The 32 bit version... :-) Handles 1 <= count <= num_words

#include <stdio.h>

unsigned int array[] = {0x12345678,0x9abcdef0,0x12345678,0x9abcdef0,0x66666666};

int main(void) {
  int count;
  unsigned int *from, *to;
  from = &array[0];
  to = &array[0];
  count = 5;

  while (count-- > 1) {
    *to++ = (*from<<12) | ((*++from>>20)&0xfff);
  };
  *to = (*from<<12);

  printf("%x\n", array[0]);
  printf("%x\n", array[1]);
  printf("%x\n", array[2]);
  printf("%x\n", array[3]);
  printf("%x\n", array[4]);

  return 0;
}

Answer 6

@Joseph, notice that the variables are 8 bits wide, while the shift is 12 bits wide. Your solution works only for N <= variable size.

If you can assume your array is a multiple of 4 you can cast the array into an array of uint64_t and then work on that. If it isn't a multiple of 4, you can work in 64-bit chunks on as much as you can and work on the remainder one by one. This may be a bit more coding, but I think it's more elegant in the end.

Answer 7

There are a couple of edge-cases which make this a neat problem:

• the input array might be empty
• the last and next-to-last bits need to be treated specially, because they have zero bits shifted into them

Here's a simple solution which loops over the array copying the low-order nibble of the next byte into its high-order nibble, and the high-order nibble of the next-next (+2) byte into its low-order nibble. To save dereferencing the look-ahead pointer twice, it maintains a two-element buffer with the "last" and "next" bytes:

void shl12(uint8_t *v, size_t length) {
  if (length == 0) {
    return; // nothing to do
  }

  if (length > 1) {
    uint8_t last_byte, next_byte;
    next_byte = *(v + 1);

    for (size_t i = 0; i + 2 < length; i++, v++) {
      last_byte = next_byte;
      next_byte = *(v + 2);
      *v = ((last_byte & 0x0f) << 4) | (((next_byte) & 0xf0) >> 4);
    }

    // the next-to-last byte is half-empty
    *(v++) = (next_byte & 0x0f) << 4;
  }

  // the last byte is always empty
  *v = 0;
}

Consider the boundary cases, which activate successively more parts of the function:

• When length is zero, we bail out without touching memory.
• When length is one, we set the one and only element to zero.
• When length is two, we set the high-order nibble of the first byte to low-order nibble of the second byte (that is, bits 12-16), and the second byte to zero. We don't activate the loop.
• When length is greater than two we hit the loop, shuffling the bytes across the two-element buffer.

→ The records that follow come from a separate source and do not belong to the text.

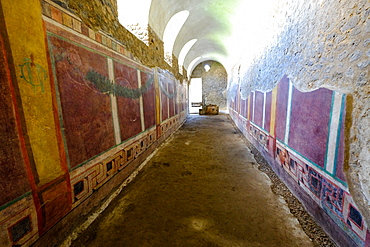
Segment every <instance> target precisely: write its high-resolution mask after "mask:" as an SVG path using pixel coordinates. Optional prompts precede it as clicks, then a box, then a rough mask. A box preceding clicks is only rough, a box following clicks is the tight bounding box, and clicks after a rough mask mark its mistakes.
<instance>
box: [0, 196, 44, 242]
mask: <svg viewBox="0 0 370 247" xmlns="http://www.w3.org/2000/svg"><path fill="white" fill-rule="evenodd" d="M38 237H39V234H38V221H37V213H36V208H35V206H34V203H33V197H32V195H31V194H30V195H28V196H26V197H24V198H22V199H21V200H19V201H17V202H16V203H14V204H12V205H11V206H9V207H7V208H5V209H3V210H2V211H1V214H0V246H30V245H31V244H32V243H34V242H35V241H36V240H37V239H38Z"/></svg>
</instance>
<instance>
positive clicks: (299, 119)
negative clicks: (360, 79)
mask: <svg viewBox="0 0 370 247" xmlns="http://www.w3.org/2000/svg"><path fill="white" fill-rule="evenodd" d="M332 95H333V91H331V90H328V89H324V88H322V89H319V90H316V91H313V92H309V93H302V92H300V91H298V90H297V89H295V88H294V89H293V96H292V114H291V120H290V133H289V146H291V147H292V148H293V149H295V150H296V151H298V152H299V153H300V154H302V155H303V156H305V157H307V158H308V159H310V160H311V161H312V162H314V163H315V164H317V165H319V166H321V167H324V160H325V154H326V143H327V138H328V125H329V118H330V110H331V102H332Z"/></svg>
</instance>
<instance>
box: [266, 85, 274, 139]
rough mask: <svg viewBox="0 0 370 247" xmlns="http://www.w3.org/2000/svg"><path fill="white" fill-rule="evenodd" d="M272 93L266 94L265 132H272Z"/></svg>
mask: <svg viewBox="0 0 370 247" xmlns="http://www.w3.org/2000/svg"><path fill="white" fill-rule="evenodd" d="M271 100H272V92H268V93H266V106H265V130H266V131H267V132H270V122H271Z"/></svg>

If efficiency is your goal, the answer probably depends largely on your machine's architecture. Typically you should maintain the two-element buffer, but handle a machine word (32/64 bit unsigned integer) at a time. If you're shifting a lot of data it will be worthwhile treating the first few bytes as a special case so that you can get your machine word pointers word-aligned. Most CPUs access memory more efficiently if the accesses fall on machine word boundaries. Of course, the trailing bytes have to be handled specially too so you don't touch memory past the end of the array.